Would Superintendent Wyngaard say there was no “malice or intent to cause any insensitivities” if the assignment called Muslims “evil?” I think any reasonable person — conservative or liberal — should be able to arrive at the same answer to that question. Notwithstanding Superintendent Wyngaard’s weak excuse and lame “apology,” (did she really apologize?) there is simply no good reason why this teacher — or any teacher, for that matter — would ask 10th graders to argue that the Nazi regime was good and that all the ills of pre-World War II Germany were caused by Jews.

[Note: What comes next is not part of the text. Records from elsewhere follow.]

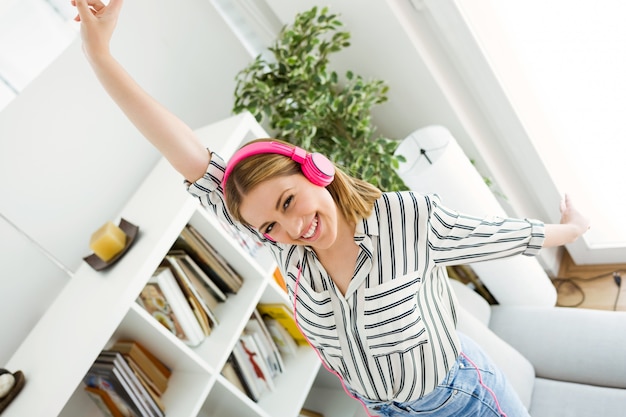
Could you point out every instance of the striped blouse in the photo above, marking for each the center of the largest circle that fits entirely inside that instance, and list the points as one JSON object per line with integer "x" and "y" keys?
{"x": 392, "y": 335}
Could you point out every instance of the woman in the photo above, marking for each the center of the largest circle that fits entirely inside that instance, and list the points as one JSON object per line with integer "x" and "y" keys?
{"x": 365, "y": 270}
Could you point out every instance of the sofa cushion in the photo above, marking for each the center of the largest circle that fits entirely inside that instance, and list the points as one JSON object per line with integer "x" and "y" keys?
{"x": 575, "y": 345}
{"x": 566, "y": 399}
{"x": 517, "y": 369}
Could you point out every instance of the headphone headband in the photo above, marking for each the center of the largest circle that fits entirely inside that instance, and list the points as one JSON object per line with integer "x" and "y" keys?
{"x": 316, "y": 167}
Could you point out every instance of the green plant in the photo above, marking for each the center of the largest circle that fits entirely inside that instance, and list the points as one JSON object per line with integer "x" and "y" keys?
{"x": 308, "y": 105}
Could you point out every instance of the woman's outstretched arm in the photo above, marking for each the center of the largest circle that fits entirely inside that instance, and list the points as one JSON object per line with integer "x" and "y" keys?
{"x": 170, "y": 135}
{"x": 573, "y": 225}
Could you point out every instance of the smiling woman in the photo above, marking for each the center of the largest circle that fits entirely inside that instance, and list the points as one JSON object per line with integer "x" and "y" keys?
{"x": 32, "y": 34}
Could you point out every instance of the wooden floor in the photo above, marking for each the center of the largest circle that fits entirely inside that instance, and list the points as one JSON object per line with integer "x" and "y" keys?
{"x": 590, "y": 286}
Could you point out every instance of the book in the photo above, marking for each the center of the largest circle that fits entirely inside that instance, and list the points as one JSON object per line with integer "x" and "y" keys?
{"x": 154, "y": 301}
{"x": 147, "y": 383}
{"x": 271, "y": 354}
{"x": 233, "y": 375}
{"x": 137, "y": 391}
{"x": 283, "y": 340}
{"x": 248, "y": 372}
{"x": 281, "y": 313}
{"x": 180, "y": 264}
{"x": 205, "y": 316}
{"x": 180, "y": 306}
{"x": 253, "y": 347}
{"x": 193, "y": 270}
{"x": 103, "y": 401}
{"x": 109, "y": 379}
{"x": 207, "y": 258}
{"x": 151, "y": 369}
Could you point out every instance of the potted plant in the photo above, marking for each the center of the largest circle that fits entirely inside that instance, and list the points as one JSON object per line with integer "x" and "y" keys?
{"x": 305, "y": 103}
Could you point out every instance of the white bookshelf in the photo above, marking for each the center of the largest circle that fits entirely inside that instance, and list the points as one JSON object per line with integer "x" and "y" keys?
{"x": 97, "y": 308}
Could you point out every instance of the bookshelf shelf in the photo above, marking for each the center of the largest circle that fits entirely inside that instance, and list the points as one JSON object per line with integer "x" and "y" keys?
{"x": 96, "y": 309}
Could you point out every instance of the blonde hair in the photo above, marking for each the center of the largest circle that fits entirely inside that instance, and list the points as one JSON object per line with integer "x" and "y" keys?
{"x": 354, "y": 197}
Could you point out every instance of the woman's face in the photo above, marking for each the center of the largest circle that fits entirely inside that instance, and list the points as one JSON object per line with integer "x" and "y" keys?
{"x": 292, "y": 210}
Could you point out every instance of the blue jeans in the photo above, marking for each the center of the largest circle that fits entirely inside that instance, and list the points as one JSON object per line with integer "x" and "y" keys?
{"x": 461, "y": 393}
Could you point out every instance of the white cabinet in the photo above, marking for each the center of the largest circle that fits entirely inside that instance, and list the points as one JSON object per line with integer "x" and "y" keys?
{"x": 97, "y": 308}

Make no mistake. Whether it’s a college professor in Florida asking his students to “stomp on Jesus” or a high school teacher in New York asking students to imagine “Jews as evil” and Hitler and the Nazis as “good,” we will see an increase in this sort of bigotry and persecution directed at Jews and Christians in this country. We can choose to ignore it, make excuses for it, and hope that it goes away. Or, we can resist intolerant, anti-religious bullies — like 1/3 of the Albany High School 10th graders did who refused to complete the assignment — and push back against a secular culture that wants to eliminate any mention of America’s Judeo-Christian heritage and principles. We would do well to heed the words of German Pastor and Martyr, Dietrich Bonhoeffer, who said:
Silence in the face of evil is itself evil: God will not hold us guiltless. Not to speak is to speak. Not to act is to act.”